PAPA : The Grand-Factor

The Grand-Factor
     In last month's blogs, I attempted to tickle taste buds for Larry Crabb's book The PAPA Prayer (the right sidebar contains links to August's PAPA blogs). Now, I cautiously approach The PAPA Prayer's step #1 and search for ways to warm readers into its significance. To some, it may seem like aimlessly talking to walls, learning a foreign language, or an awkward dance.
 
     In Step #1, PRĒSENT, the goal is to become vulnerable and brutally honest with yourself and with God. To help grasp this idea, it is important to take a temporary detour. In a recent Today Show segment, a Boston College study shares intriguing findings that I label, The Grand-Factor. Their research concludes that: "Grandparents and adult grandchildren who are close are both less likely to be depressed." The positive effect is mutual, for the grandparent and the young adult.

     A grandparent helps the young adult to have a link to someone who has "been there & done that; survived; and come out on the other end." Active, surviving grandparent(s) who give back rather than just being cared for benefit from the relationship. Accept grandma's family china set when she offers it; show grandma or grandpa your resume.

     In the movie The Vow (based on a true story), the Grand-Factor is absent, but would have been beneficial. A traumatic head injury leaves young Newlywed Paige with no remembrance of Husband Leo. Her parents, sister, and high school buddies remain distinctly in Paige's memory banks, except for one critical and pivotal piece of family history. Five years previously, her dad's humiliating affair, with Paige's high school buddy, propelled her to sever all ties with family, as well as any law aspirations... and pursue her creative side.

     If anyone needed the Grand-Factor, didn't devastated Paige as an older teen? To have a caring, loving, and close idyllic "Grandparent Walton" with whom to openly PRESENT... her anger, sadness, and tearful humiliation? She needed someone connected, yet balanced... to simply listen and nod his or her head as Paige shares: Doesn't Dad know how humiliated I feel? All of my friends know! How could he do this? I HATE him!! It offends me that Mom stays with him!!!!!!!!

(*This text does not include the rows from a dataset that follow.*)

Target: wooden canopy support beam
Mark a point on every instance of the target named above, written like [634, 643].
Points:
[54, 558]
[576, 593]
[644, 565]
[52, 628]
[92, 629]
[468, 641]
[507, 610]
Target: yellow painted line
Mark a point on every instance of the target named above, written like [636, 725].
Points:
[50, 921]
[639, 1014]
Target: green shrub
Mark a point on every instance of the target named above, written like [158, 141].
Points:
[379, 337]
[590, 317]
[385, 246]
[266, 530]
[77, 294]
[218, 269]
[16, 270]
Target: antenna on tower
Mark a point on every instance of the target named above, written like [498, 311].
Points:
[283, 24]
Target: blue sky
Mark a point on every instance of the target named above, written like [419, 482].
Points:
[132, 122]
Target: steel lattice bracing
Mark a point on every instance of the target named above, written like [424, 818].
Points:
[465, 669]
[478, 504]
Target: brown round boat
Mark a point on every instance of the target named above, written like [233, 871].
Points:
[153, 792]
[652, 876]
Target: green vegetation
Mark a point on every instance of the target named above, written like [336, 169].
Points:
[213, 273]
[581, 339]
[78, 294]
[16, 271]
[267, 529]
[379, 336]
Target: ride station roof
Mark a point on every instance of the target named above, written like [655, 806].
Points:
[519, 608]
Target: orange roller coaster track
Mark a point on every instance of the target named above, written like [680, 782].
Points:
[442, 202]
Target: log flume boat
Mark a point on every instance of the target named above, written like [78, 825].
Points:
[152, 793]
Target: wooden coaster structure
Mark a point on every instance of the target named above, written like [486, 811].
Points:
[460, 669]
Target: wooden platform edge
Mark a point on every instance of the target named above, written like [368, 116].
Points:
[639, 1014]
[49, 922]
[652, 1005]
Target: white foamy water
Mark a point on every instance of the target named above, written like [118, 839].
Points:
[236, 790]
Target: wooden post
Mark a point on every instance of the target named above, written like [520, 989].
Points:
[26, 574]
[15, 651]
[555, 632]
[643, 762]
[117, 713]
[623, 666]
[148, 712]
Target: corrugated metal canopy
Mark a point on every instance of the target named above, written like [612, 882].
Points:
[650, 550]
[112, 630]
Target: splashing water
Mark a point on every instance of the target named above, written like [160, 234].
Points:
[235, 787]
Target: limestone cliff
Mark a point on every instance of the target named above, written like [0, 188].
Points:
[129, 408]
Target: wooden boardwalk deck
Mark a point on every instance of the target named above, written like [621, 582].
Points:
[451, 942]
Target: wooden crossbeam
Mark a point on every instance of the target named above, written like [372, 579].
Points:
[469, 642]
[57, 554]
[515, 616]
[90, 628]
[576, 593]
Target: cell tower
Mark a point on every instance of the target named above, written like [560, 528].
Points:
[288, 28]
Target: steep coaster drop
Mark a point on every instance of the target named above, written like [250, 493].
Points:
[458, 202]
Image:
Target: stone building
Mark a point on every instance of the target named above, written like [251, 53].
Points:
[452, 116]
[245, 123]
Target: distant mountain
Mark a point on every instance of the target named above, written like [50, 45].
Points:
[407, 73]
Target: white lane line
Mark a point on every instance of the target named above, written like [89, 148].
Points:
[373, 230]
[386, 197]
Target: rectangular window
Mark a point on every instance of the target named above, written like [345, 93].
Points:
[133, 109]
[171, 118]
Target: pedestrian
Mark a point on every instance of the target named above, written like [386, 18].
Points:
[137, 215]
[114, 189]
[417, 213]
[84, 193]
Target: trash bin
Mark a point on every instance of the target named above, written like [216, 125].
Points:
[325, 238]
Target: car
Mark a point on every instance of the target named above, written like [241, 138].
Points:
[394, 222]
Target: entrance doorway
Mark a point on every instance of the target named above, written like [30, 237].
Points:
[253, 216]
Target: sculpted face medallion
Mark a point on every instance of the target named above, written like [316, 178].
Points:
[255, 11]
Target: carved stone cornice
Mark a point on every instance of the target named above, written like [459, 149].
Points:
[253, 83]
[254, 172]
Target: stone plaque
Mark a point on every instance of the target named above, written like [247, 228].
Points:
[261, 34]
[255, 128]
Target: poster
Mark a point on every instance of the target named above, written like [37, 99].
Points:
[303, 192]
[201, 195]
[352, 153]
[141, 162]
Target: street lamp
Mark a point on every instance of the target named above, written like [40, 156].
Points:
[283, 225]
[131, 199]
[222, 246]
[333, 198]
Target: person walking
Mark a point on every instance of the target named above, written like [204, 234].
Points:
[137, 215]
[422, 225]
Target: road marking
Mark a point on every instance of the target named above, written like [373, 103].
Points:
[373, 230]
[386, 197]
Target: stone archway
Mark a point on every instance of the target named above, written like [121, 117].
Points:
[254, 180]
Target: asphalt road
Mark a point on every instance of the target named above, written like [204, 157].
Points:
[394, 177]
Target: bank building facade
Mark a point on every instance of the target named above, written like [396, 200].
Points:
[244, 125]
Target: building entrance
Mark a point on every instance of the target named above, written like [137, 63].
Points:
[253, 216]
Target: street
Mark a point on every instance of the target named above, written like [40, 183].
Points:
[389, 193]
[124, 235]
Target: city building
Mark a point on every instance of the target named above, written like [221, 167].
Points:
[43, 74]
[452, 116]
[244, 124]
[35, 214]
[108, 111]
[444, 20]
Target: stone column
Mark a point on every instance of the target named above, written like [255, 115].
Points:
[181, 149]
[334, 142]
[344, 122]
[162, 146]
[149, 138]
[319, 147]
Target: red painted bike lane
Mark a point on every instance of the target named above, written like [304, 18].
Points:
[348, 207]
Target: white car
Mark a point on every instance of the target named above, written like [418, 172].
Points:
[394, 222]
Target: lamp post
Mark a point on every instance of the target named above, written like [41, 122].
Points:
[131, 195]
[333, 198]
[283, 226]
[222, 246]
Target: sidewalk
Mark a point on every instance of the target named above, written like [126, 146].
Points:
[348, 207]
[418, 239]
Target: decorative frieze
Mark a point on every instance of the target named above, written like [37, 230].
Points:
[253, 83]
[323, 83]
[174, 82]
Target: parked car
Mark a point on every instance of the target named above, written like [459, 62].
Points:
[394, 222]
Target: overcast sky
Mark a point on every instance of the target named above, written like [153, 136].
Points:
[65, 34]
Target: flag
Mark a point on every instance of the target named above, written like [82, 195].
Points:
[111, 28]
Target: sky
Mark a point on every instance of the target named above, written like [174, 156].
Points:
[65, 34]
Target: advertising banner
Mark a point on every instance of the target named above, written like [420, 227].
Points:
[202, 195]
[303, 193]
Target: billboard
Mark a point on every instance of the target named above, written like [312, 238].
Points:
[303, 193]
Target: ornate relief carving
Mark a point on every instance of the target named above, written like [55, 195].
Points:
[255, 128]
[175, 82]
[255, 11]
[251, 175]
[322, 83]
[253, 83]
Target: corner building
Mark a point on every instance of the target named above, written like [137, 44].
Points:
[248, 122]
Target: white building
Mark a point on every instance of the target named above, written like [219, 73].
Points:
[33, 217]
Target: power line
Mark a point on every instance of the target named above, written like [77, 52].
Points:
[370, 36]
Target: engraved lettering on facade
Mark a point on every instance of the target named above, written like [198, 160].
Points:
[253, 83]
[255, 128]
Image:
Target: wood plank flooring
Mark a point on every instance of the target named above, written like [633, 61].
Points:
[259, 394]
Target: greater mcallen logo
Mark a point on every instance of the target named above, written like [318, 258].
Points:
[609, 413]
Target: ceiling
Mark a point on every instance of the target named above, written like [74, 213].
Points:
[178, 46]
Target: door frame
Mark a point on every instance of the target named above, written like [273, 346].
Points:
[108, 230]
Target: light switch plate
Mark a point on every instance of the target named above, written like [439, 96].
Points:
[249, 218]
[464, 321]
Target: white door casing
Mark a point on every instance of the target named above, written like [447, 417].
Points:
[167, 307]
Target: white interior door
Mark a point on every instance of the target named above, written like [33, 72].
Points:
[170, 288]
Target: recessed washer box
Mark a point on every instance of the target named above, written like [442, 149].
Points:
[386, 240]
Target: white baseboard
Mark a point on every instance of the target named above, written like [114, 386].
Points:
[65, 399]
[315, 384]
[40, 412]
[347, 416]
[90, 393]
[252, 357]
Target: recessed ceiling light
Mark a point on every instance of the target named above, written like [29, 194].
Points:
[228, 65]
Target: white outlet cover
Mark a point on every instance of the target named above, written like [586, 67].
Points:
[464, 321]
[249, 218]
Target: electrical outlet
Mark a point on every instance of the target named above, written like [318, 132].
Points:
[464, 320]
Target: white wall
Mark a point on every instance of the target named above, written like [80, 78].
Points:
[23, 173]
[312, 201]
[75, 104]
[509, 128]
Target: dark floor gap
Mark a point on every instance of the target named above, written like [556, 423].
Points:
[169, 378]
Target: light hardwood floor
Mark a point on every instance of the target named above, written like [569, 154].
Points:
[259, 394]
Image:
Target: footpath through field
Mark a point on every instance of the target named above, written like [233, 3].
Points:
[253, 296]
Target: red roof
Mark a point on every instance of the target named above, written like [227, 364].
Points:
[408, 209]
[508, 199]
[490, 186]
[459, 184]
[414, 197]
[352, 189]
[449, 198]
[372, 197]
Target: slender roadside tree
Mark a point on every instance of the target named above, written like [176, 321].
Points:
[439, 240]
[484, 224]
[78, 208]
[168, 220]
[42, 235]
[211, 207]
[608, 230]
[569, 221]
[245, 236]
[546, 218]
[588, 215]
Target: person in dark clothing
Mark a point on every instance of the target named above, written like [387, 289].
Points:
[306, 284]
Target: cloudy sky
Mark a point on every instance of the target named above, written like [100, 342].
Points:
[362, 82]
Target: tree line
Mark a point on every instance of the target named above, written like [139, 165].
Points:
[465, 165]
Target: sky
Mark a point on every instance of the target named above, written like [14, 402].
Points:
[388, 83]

     After a prolonged, brutally honest conversation, an endearingly familiar "game" would begin, for Paige to absorb a special Grand-Factor commitment: Did you know that I love you, Paige?... more than... chocolate-covered strawberries?

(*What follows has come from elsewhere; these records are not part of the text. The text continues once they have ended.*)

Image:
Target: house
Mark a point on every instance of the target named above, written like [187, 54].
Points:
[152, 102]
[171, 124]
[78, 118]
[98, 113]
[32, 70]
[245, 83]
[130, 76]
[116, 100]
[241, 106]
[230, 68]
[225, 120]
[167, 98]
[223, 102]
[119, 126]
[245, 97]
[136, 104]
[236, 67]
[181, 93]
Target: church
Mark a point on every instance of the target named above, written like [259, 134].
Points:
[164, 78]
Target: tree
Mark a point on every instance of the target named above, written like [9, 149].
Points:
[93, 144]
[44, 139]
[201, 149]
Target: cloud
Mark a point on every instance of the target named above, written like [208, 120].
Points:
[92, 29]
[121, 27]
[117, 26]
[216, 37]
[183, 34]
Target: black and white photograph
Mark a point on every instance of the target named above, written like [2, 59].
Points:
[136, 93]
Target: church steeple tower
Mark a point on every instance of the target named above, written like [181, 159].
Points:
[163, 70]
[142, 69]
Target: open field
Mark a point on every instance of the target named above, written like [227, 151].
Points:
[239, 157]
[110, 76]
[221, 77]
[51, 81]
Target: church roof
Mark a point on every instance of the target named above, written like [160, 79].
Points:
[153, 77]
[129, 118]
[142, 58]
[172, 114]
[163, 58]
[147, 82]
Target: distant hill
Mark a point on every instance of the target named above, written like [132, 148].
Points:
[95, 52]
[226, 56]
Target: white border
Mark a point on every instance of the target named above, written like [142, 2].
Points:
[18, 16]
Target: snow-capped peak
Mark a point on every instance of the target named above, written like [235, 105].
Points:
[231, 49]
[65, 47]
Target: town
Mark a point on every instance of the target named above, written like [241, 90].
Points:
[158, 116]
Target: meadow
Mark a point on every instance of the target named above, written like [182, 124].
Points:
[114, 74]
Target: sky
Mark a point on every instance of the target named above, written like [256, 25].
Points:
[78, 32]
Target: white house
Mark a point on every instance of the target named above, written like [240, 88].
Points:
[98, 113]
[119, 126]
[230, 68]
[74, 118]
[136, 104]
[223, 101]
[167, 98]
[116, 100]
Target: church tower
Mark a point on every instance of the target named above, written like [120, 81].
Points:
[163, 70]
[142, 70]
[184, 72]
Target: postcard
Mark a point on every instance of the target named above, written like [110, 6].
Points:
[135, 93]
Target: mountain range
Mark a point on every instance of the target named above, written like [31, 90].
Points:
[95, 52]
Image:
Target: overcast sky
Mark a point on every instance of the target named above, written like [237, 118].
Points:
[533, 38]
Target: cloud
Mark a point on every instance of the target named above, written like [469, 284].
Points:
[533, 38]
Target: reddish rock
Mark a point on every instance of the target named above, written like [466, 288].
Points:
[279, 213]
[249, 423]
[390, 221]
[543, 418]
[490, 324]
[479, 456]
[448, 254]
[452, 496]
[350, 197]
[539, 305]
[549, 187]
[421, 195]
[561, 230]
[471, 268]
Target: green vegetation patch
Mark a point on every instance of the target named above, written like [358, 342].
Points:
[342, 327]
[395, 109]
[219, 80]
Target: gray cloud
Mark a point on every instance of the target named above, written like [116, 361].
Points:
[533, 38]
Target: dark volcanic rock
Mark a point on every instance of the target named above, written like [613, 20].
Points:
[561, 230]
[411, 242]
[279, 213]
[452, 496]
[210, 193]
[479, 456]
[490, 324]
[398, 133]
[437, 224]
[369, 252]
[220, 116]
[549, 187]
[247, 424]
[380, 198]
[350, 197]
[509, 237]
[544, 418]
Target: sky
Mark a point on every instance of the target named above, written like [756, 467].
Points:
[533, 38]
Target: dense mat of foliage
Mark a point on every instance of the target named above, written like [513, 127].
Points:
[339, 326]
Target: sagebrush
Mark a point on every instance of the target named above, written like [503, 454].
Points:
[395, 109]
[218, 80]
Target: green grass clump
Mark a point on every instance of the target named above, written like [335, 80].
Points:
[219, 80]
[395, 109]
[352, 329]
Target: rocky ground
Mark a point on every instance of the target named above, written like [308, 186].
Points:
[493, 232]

     In turn, Paige may have warmly responded with her favorite childhood retort: "You are the best. I love you... more than... apple pie!"

     Hopefully this idea of the Grand-Factor sets the stage for The PAPA Prayer's Step #1: PRĒSENT yourself. In this step, it is critical to openly present ourselves (hurts or questions, happy events or offenses, insecurities or worries... intriguing scarab scars, artistic tattoos, ugly warts, and all) lest Steps #2-4 be sabotaged or short-circuited. Crabb says that any and all prayer requests should be saved for Step #4.

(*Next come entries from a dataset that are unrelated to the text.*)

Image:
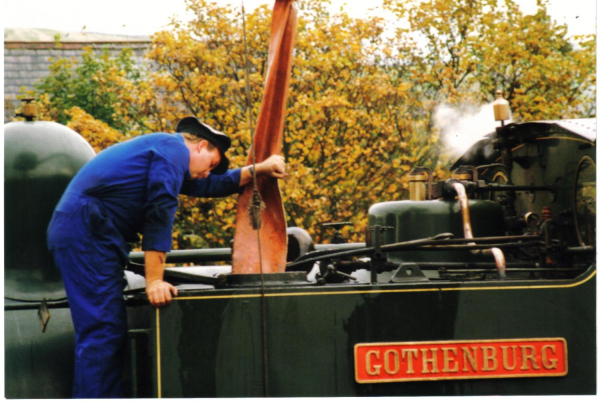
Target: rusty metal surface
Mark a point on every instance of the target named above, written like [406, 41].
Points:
[268, 140]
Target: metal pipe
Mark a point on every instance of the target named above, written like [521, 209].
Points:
[421, 245]
[224, 254]
[468, 230]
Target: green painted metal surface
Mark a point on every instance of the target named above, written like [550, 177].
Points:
[210, 342]
[423, 219]
[40, 159]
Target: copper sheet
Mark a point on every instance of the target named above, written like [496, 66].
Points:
[268, 141]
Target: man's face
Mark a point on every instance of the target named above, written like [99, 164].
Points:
[202, 161]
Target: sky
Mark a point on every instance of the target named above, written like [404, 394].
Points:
[145, 17]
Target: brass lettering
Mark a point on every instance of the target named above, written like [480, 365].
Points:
[386, 362]
[472, 358]
[410, 353]
[449, 360]
[505, 357]
[553, 361]
[528, 353]
[432, 360]
[373, 369]
[489, 355]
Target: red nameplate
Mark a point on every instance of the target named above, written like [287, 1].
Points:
[465, 359]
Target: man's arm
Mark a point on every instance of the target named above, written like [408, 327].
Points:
[233, 180]
[158, 290]
[273, 166]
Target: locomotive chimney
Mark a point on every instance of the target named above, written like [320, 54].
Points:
[501, 109]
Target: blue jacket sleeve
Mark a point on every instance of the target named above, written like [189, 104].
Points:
[165, 177]
[214, 186]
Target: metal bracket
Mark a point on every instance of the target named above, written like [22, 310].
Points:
[408, 272]
[44, 314]
[379, 258]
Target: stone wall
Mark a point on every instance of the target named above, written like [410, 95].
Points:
[25, 63]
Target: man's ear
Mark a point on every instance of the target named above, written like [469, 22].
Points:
[202, 144]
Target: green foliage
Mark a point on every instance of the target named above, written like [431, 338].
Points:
[361, 99]
[92, 84]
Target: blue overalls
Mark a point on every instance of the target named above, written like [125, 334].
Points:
[129, 188]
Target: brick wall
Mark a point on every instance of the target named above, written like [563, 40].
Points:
[26, 62]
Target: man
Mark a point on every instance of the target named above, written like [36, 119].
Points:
[131, 188]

     If it feels uncomfortable to pray like this, or if it takes a huge leap to feel genuine (talking to the four walls), simply say: Lord Jesus, I can't do this. My mind is racing and actually I'm uncomfortable and feel quite bored. Help me to be real with You and God.

      In the New Testament and today, we have a special link to Someone who has "been-there." It is Jesus, God's approachable Son. Our perfect Savior Jesus is the only avenue to the Holy Father (John 3:16).